#100DaysOfCode in Python Transcripts
Chapter: Days 4-6: Collections module
Lecture: Second day: use collections on movie data
0:00 Welcome back to the 100 days of Python
0:02 and the second day of the collections module.
0:04 Today, we're going to get practical with a code challenge.
0:08 That will be highest rated movie directors.
0:12 We will load in a data set and convert it
0:14 into a default dictionary of directors as keys
0:18 and movie namedtuples as values.
0:20 If you want to try it yourself on scratch,
0:22 I encourage you to pause the video now
0:25 and read through this link and try to code it up yourself.
0:29 What I will do in the rest of this video,
0:31 is to guide you how to get the data loaded
0:34 into the directors variable.
0:36 So parse the CSV, convert it into defaultdict,
0:39 and also will have a Counter example,
0:42 how to get the directors with the most amount of movies.
0:46 So if you need some guidance, keep watching
0:48 but maybe you want to try it yourself first.
0:52 Welcome back.
0:53 I hope you had fun doing the other exercise.
0:56 In the next session, I will show you how to load
0:58 in the data and parse it into a defaultdict.
1:02 So we're going to load this data in
1:04 and the goal is to make a defaultdict
1:08 where the keys are the directors
1:10 and the values are a list of movies
1:13 and every movie will be stored in a namedtuple.
1:16 So let's define the namedtuple first.

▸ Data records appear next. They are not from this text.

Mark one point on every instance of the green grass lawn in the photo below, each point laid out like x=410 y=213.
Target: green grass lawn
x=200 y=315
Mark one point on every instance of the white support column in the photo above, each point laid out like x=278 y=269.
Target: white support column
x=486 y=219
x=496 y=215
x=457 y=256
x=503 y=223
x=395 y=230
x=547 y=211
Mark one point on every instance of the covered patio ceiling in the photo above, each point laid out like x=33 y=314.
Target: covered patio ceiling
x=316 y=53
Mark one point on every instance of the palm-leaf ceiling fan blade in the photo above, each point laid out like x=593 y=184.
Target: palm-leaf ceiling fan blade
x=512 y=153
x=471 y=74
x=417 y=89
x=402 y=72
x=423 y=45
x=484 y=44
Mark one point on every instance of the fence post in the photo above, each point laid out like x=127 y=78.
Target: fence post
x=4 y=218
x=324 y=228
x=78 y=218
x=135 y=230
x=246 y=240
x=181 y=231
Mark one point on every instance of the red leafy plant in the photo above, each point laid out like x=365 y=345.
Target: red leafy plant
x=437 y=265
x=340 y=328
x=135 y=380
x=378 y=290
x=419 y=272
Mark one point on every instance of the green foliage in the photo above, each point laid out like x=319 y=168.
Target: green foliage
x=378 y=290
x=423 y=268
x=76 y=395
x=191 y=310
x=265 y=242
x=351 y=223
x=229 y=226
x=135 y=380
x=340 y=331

1:22 We've defined a namedtuple called movie
1:24 with title, year, and score.
1:26 Those are the only fields I'm interested in for now.
1:29 We need to parse the CSV
1:32 and load the data into defaultdict.
1:34 I'm not going to touch too much upon the CSV part
1:37 because there's a whole lesson dedicated to that.
1:39 I will write out the function and come back
1:42 and comment it line by line.
1:52 And let's see if that works.
1:59 And let's get the movies of Christopher Nolan,
2:03 one of my favorite directors.
2:08 Wow. Look at that.
2:10 I can look up a director and I get a list of movies
2:14 and each movie is a name tuple with title, year, and score.
2:19 Okay, let's go back to the code I've just written.
2:22 We make a function and receives data
2:25 which by default is movies CSV which we retrieved here.
2:30 I initialize a defaultdict of lists called directors.
2:35 I open the data with a with statement.
2:39 Then I use the CSV dict reader to parse every line
2:43 into an OrderedDict.
2:44 Every line, I extract the director name, movie title,
2:48 title year, and IMDB score and store them in variables.
2:53 The year, I convert to int.
2:55 The score, I convert to float.
2:57 With data analysis, there's always bad data
2:59 and this is no exception.
3:01 A value error got raised for some rows.
3:03 So when that happens, I just ignore the row.
3:06 I'm not interested in incomplete data.
3:08 I initialize the movie namedtuple
3:10 and give it movie, year, and score.
3:12 That namedtuple gets appended
3:14 to the director in a directors named list.
3:17 So here you see the defaultdict in action.
3:19 I don't have to initialize an empty list
3:23 for every director up front.
3:25 defaultdict handles that all behind the scene.
3:27 And then I return the directors defaultdict.
3:30 Then I call the function and store the results
3:32 in the directors variable and then I can look up directors.
3:36 So there's a lot of stuff you can do with this data.
3:40 Let's do one more exercise.
3:42 I'm going to use Counter to find the directors
3:44 that have most movies in this dataset.
3:47 So I use a counter and I'm going to loop over...
3:53 the directors...
3:54 we stored before.
4:00 I can loop over dictionary with items
4:04 which gives me the value pairs.
4:06 Then I'm going to store the director...
4:11 in the counter object.
4:13 I'm going to sum up the length of the movies.
4:17 You can do this by hand, but the nice thing
4:20 of having a counter object that now I can do counter...
4:24 Most common.
4:28 And there you go.
4:30 Spielberg, Woody Allen, this is pretty plausible.
4:33 So here you got some more practice
4:35 using the collections data types.